What I liked most about Gomorra is how it broke away from the cookie cutter mold that most of Hollywood’s gangland movies can be placed inside of.  Not only does it treat violence differently, it presents it differently a well.  None of the action here is cinematic.  It’s sudden, confusing, often coming from off screen and invading the story you’re following with brutal, immediate consequences.  The gunfights aren’t choreographed or used to provide suspense and thrills.  They happen as results of the character’s choices, plain and simple.  Instead of the melodramatic, emotionally leading scores of modern American films, Gomorra often uses complete silence to underscore its big moments and tragedies.  Nothing here is meant to manipulate your reactions; you are left to take in what is being presented and decide for yourself how you feel about it.  The camera is often pulled back into wide shots during outdoor scenes, giving the viewer the feel of being a detached observer to the story, rather than kinetically involved.  This adds to the pseudo documentary presentation, lending weight to the story by not allowing you to become too involved in things in an escapist manner.  Conversely, many of the indoor scenes become cramped and claustrophobic.  The camera is never set back behind an invisible wall and you get the feeling that these things are really happening and the camera isn’t supposed to be there.  The acting is pitch perfect from top to bottom.  No one performance stands out over another due to everything feeling so natural and confessional.  You forget that you are watching performances and start to think that you’re just watching people.  At least some of the credit for that has to be given to Garrone.  He appears to be a director that knows what he wants from his actors and is able to successfully steer them in the proper direction.

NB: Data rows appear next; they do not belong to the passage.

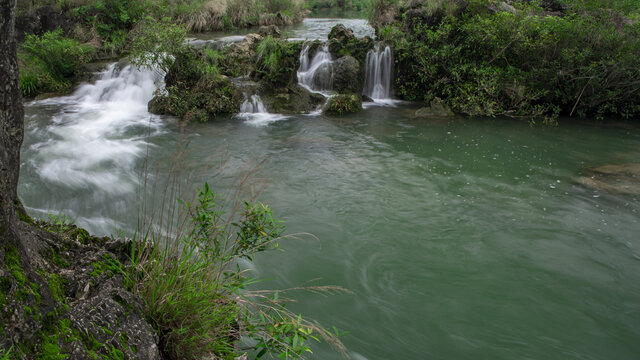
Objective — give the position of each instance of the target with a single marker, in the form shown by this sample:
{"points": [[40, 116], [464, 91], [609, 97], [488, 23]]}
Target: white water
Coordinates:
{"points": [[90, 141], [316, 73], [378, 73]]}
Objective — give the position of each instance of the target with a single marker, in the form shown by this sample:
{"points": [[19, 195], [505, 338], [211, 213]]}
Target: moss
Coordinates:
{"points": [[107, 265], [58, 260], [35, 290], [5, 287]]}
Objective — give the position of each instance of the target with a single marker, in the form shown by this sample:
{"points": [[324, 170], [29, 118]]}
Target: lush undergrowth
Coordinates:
{"points": [[106, 29], [545, 58]]}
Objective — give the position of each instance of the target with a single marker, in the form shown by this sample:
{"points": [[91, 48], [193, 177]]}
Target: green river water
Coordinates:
{"points": [[458, 238]]}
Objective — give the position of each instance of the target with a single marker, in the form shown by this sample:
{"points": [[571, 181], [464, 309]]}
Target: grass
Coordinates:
{"points": [[187, 270]]}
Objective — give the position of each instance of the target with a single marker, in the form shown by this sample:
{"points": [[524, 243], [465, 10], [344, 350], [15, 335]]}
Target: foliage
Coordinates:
{"points": [[343, 104], [522, 63], [276, 61], [47, 62], [110, 16], [6, 355], [194, 289], [357, 5]]}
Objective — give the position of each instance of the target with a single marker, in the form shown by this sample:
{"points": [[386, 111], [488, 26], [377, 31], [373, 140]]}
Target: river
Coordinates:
{"points": [[458, 238]]}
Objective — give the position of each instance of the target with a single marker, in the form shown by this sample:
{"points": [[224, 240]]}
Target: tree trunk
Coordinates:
{"points": [[11, 118]]}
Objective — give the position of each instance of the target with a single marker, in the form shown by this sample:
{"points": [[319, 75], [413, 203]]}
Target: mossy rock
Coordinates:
{"points": [[347, 75], [343, 104]]}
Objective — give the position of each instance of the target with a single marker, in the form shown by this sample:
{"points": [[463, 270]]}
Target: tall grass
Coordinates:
{"points": [[187, 269]]}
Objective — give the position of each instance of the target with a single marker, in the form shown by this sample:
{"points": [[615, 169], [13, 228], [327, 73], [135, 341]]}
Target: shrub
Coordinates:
{"points": [[521, 64], [343, 104], [47, 62]]}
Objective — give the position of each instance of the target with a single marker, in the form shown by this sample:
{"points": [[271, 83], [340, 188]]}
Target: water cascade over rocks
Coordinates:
{"points": [[378, 73], [317, 73]]}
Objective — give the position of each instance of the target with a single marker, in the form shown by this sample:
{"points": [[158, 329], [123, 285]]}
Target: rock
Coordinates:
{"points": [[293, 99], [346, 75], [437, 108], [343, 104], [341, 33], [613, 178], [159, 105], [503, 7], [43, 19], [269, 30]]}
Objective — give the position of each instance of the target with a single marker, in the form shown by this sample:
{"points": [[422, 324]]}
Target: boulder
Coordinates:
{"points": [[293, 99], [341, 33], [437, 108], [346, 75], [343, 104]]}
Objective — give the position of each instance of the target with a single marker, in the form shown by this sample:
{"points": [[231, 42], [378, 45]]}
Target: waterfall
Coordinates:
{"points": [[317, 73], [253, 104], [378, 73]]}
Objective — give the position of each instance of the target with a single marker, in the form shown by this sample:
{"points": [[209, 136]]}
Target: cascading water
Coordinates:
{"points": [[316, 74], [253, 104], [378, 73]]}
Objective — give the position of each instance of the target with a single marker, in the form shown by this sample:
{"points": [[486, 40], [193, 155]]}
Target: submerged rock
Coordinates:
{"points": [[613, 178], [437, 108], [292, 99]]}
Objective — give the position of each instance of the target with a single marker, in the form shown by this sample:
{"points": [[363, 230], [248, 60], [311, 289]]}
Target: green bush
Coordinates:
{"points": [[277, 60], [48, 62], [194, 291], [343, 104]]}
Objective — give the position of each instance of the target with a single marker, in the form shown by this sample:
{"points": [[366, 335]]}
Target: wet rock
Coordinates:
{"points": [[43, 19], [346, 75], [437, 108], [293, 99], [613, 178], [343, 104], [269, 30]]}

Despite it’s drastic departure from American crime films and it’s decision to present things coldly and without cinematic flair, Gomorra is able to succeed as a film because it also manages to stay entertaining while taking an artier approach to it’s subject matter.  Often in these multiple story thread narratives you can’t help but enjoy one or two of the plots more than the others, and perhaps you even find yourself groaning when the focus goes back to one that isn’t working for you.  I got none of that here.  Every one of the vignettes was engaging from start to finish and I became invested in all of the characters’ eventual fates by the end of the film.  Gomorra did for me what no other crime film has been able to in quite a while; it didn’t just manage to keep me entertained, it also presented me with something new, and gave me some metaphysical cud to chew on.  I highly recommend giving it a try if you’re finding yourself bored with all the cops and robbers shoot ‘em ups that keep getting churned out in this country.